Alongside the formal release of version 1.0 of the open source Kubernetes orchestration framework for containers, CoreOS today at the OSCON 2015 conference unveiled Tectonic Preview, a version of its Linux distribution through which the startup will provide 24/7 support for IT organizations using Kubernetes to manage Docker containers on the CoreOS platform.
CoreOS CEO Alexi Polvi said at this juncture open-source Kubernetes, originally developed by Google, will emerge as the de facto standard for managing containers across hybrid cloud computing environments.

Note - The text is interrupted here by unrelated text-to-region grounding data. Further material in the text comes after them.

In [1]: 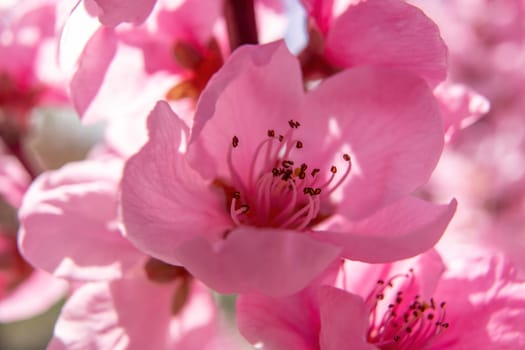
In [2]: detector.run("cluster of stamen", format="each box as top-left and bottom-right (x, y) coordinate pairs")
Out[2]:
(226, 119), (351, 230)
(366, 270), (449, 349)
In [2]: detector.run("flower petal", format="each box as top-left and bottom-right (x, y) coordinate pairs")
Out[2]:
(300, 66), (444, 219)
(0, 270), (67, 323)
(434, 81), (490, 142)
(18, 159), (143, 281)
(48, 277), (217, 350)
(313, 196), (457, 263)
(174, 226), (341, 297)
(188, 41), (304, 181)
(92, 0), (157, 26)
(325, 0), (447, 86)
(121, 101), (231, 265)
(237, 290), (321, 350)
(318, 286), (375, 350)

“Google has the largest deployment of containers running in a production environment,” said Polvi. “I think most organizations will want to use the orchestration framework they developed. We’re betting the company on it.”
Polvi said the most significant thing about the arrival of Kubernetes 1.0 is that hybrid cloud computing becomes practical for IT operation teams, because there is now a framework for managing Docker containers on multiple platforms. That capability, he added, is also likely to prove critical to Google’s cloud business because applications developed on the Google Compute Engine platform can be moved on-premise or vice versa, moved into the Google cloud.
Priced starting at $1,500 a month, IT organizations can opt to deploy CoreOS on-premise, in a hosted environment or in the cloud, Polvi said. CoreOS will also be working with Google and Intel to provide additional Kubernetes training.
While it’s unclear how often Docker containers will be deployed on bare metal servers versus VMs, Polvi said it may not matter. Docker containers are about creating a single pool of resources that can be made up of both physical and virtual machines.
Conversely, VMs are about slicing a larger physical server into many smaller machines. As a result, Polvi contends that Docker containers are really a superset of VMs.
What is almost for certain is that there will soon be many more Docker containers than VMs. As Docker sprawl continues to grow across multiple data centers, IT organizations are going to need orchestration software to manage it all, regardless of whether those containers are running on a bare-metal server, a VM, or some private or public Platform-as-a-Service environment.
In fact, Polvi said, the primary challenge may not necessarily be the volume of containers that needs to be managed but rather the velocity at which those containers will come and go inside the data center.